Home Sweet Home

19 juin 2010

«Zone au climat social assez difficile». Voilà comment mon guide, d’une formule lapidaire, résume HLM Grand Yoff, le quartier où je réside à Dakar.

Qu’importe. Je m’y sens bien, presque chez moi. De retour, dans les rues sablonneuses de ce quartier décrit comme difficile, je retrouve les mêmes enfants qui rejouent avec le même ballon défoncé les premiers matchs de la coupe du monde.

La maison n’a pas changé: toujours aussi accueillante avec ses allures de château fort en parpaings nus. La petite Khadija du haut de ses 5 ans m’accueille avec euphorie, ses petits bras noirs grands ouverts. Oui, je suis bien rentré à la maison.

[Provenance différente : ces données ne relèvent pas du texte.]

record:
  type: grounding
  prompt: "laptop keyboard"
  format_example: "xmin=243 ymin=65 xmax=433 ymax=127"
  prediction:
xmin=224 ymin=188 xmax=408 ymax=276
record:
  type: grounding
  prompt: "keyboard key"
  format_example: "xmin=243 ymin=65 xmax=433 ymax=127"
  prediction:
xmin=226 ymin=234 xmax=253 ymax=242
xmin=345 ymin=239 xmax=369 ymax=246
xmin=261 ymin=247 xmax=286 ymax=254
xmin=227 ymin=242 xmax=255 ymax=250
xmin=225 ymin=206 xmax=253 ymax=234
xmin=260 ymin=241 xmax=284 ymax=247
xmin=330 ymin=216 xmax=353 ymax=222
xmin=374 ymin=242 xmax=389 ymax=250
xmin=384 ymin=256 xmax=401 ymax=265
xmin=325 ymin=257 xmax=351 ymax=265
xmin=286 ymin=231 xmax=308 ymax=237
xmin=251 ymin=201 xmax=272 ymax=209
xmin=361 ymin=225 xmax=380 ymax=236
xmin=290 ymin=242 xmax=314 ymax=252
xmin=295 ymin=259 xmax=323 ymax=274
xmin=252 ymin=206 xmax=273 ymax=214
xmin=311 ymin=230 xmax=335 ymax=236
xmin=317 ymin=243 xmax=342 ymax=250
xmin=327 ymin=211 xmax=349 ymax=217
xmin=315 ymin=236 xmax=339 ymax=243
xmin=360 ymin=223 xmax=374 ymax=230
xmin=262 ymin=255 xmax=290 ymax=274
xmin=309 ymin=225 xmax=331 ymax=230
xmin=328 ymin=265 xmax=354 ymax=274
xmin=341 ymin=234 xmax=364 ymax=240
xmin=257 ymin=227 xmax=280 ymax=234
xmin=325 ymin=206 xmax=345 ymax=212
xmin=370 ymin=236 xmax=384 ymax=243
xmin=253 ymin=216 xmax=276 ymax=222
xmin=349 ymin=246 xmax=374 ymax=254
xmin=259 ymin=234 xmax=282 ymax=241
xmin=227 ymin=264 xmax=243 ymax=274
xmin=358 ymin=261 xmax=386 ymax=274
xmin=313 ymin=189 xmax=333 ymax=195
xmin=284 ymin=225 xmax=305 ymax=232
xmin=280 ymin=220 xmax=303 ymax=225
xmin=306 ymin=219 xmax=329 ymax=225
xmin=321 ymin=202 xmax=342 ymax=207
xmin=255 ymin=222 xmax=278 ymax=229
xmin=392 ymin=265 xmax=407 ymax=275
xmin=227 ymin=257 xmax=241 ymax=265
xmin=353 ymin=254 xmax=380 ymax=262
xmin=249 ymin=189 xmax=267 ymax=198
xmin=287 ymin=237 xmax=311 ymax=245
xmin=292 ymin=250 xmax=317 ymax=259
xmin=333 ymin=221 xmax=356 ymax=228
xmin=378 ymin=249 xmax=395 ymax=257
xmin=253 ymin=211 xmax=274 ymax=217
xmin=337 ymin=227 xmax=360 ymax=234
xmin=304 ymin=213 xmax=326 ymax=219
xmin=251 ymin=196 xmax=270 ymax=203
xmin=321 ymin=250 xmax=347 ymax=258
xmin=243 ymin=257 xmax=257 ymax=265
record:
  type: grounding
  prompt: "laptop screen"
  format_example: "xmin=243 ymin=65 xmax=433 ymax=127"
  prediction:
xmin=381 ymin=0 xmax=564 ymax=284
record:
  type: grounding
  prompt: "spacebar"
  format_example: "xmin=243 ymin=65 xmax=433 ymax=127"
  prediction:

Sur la table, un imposant Thiéboudienne (littéralement poisson de riz) m’attend. Monument national au Sénégal, le Thiéboudienne est un plat de riz rouge (car cuisiné à la sauce tomate), servi avec du poisson frit (idéalement du thiof) et accompagné de carottes, de manioc, de pommes de terre douces, d’une farce à l’ail, ainsi que d’une sauce au bissap. Un régal.

Autour du plat commun, je raconte inlassablement mon périple de Tombouctou à Ouagadougou, de Bamako à Bobo-Dioulasso. Les sourires sont au rendez-vous.

Dehors, je retrouve Padien pour quelques discussions au soleil couchant. Au loin, le stade Léopold Sédar Senghor se dresse toujours majestueusement, sorte de soucoupe spatiale séparant les quartiers de Parcelle et de Grand Yoff.

Pour mon retour à Dakar, je me prescris quelques jours de repos à lézarder à la maison ou chez Pacco à la plage du virage. Entre deux siestes, j’apprends à cuisiner mes plats préférés: Thiéboudienne, Yassa poulet, Yassa poisson.

Un jour ou l’autre, j’en ferai dans mon autre maison, histoire de donner à ma cuisine helvète des faux airs de Sénégal.


  • Kez dit :

    Quand tu remontes à paname, tu me fais un Yassa poulet, dis ? allez, stp :)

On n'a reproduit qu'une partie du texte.